OWID Chart Recreator
Purpose
Help recreate Our World in Data (OWID) charts (line, bar, bubble) as faithfully as possible in this repo’s Jupyter notebooks, using pandas + Matplotlib (and Plotly when requested), with correct data, filters, and OWID-style aesthetics.
When to Use
- The user shares an OWID grapher URL and asks to:
- Recreate that chart in a notebook.
- Add a new chart to the GS305 workshop.
- Tweak styling or data filters of an existing OWID-based chart.
- The user wants to align a chart with OWID’s look and feel (titles, labels, units, colors, source line).
Relevant Repo Context
- This repo:
dataviz_GS305 - Plans & status:
.cursor/plans/owid_workshop_implementation.md
- Notebooks (once created):
notebooks/01_line_chart_clean_fuels.ipynbnotebooks/03_line_chart_death_rate.ipynbnotebooks/05_bubble_chart_clean_fuels_vs_gdp.ipynbnotebooks/06_optional_join_bubble.ipynb
Behavior and Guidelines
-
Read the plan first
- Open
.cursor/plans/owid_workshop_implementation.md. - Use:
- The chart list (URLs, country filters, years).
- The notebook paths.
- The styling guidance (OWID-like aesthetic).
- Align any new chart work with that structure and style.
- Open
-
Understand the OWID chart
- From the OWID grapher URL:
- Identify:
- Indicator name and unit (e.g.
%,deaths per 100,000 people). - Time range.
- Country/entity filters.
- Chart type: line, discrete bar, bubble/scatter.
- Indicator name and unit (e.g.
- If the chart is a bubble or multi-metric chart, determine:
x,y, bubblesize, bubblecolor.
- Identify:
- Note the source text and provider (e.g.

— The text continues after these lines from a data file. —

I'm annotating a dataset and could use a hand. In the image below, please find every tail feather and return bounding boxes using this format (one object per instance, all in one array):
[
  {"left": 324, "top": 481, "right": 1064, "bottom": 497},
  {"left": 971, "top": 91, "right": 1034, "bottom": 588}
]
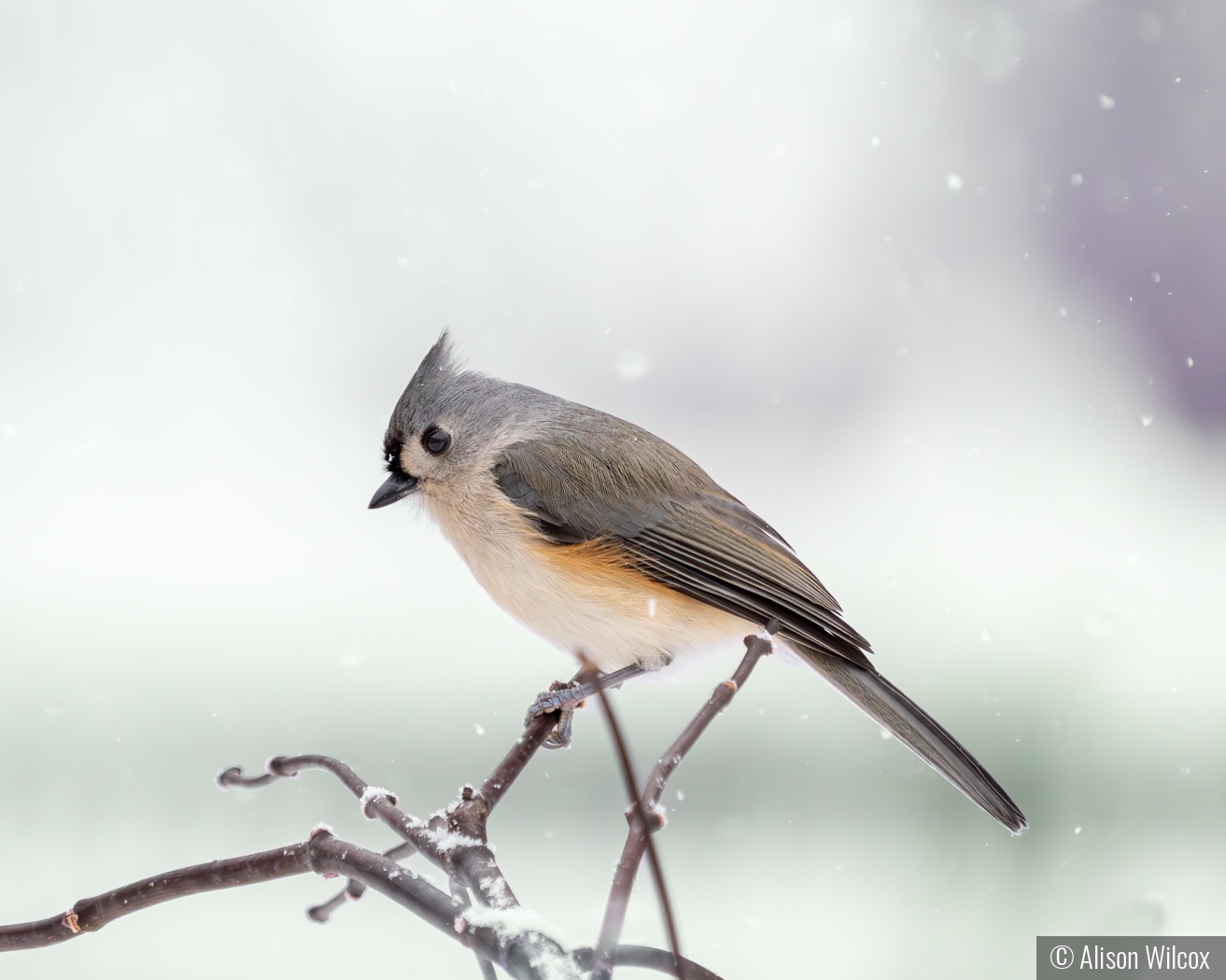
[{"left": 780, "top": 634, "right": 1026, "bottom": 834}]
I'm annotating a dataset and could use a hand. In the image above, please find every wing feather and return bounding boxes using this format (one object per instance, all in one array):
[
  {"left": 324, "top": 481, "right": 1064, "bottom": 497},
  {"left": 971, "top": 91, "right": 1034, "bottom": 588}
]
[{"left": 493, "top": 443, "right": 873, "bottom": 670}]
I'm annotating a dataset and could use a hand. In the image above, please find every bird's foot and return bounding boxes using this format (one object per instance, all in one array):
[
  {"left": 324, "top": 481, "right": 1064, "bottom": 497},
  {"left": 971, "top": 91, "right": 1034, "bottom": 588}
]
[{"left": 524, "top": 681, "right": 588, "bottom": 749}]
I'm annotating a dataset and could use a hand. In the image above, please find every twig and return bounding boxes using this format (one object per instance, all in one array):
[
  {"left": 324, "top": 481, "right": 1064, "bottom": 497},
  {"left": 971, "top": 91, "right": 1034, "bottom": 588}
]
[
  {"left": 0, "top": 828, "right": 717, "bottom": 980},
  {"left": 306, "top": 842, "right": 416, "bottom": 924},
  {"left": 599, "top": 691, "right": 688, "bottom": 980},
  {"left": 591, "top": 620, "right": 779, "bottom": 980},
  {"left": 0, "top": 842, "right": 312, "bottom": 951},
  {"left": 571, "top": 945, "right": 720, "bottom": 980},
  {"left": 0, "top": 656, "right": 735, "bottom": 980}
]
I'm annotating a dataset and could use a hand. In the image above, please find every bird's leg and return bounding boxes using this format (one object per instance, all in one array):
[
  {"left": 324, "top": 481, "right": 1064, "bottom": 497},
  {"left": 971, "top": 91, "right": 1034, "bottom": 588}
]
[{"left": 524, "top": 665, "right": 645, "bottom": 749}]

WHO GHO, IHME GBD) from the “Sources & processing”/“Reuse this work” sections on OWID.
- From the OWID grapher URL:
-
Data loading strategy
- Prefer local snapshot CSVs in
notebooks/data/for reproducibility in class and Colab.- Example:
pd.read_csv("data/clean_fuels.csv").
- Example:
- Treat OWID grapher/table URLs as the source of truth for citation and spec matching, but do not rely on live URL reads during workshop execution.
- If a required snapshot file is missing:
- Ask the user to create/export it first from OWID and save it under
notebooks/data/.
- Ask the user to create/export it first from OWID and save it under
- When a bubble chart requires multiple datasets:
- Either use OWID’s already-combined CSV (if available).
- Or plan a merge:
- Example: clean fuels + GDP per capita (for clean_fuels_vs_gdp chart).
- Example: clean fuels + death rate (for indoor_pollution_vs_clean_fuels chart).
- Prefer local snapshot CSVs in
-
Notebook structure
- For a new chart notebook, follow this pattern:
- Markdown: chart title, question, and brief explanation.
- Imports:
pandas,matplotlib.pyplot, andplotly.expressif interactive.
- Data loading cell:
pd.read_csv("data/<snapshot>.csv"). - Data inspection cell:
head(),info(), basic summaries. - Data preparation:
- Filter by countries/entities and year range.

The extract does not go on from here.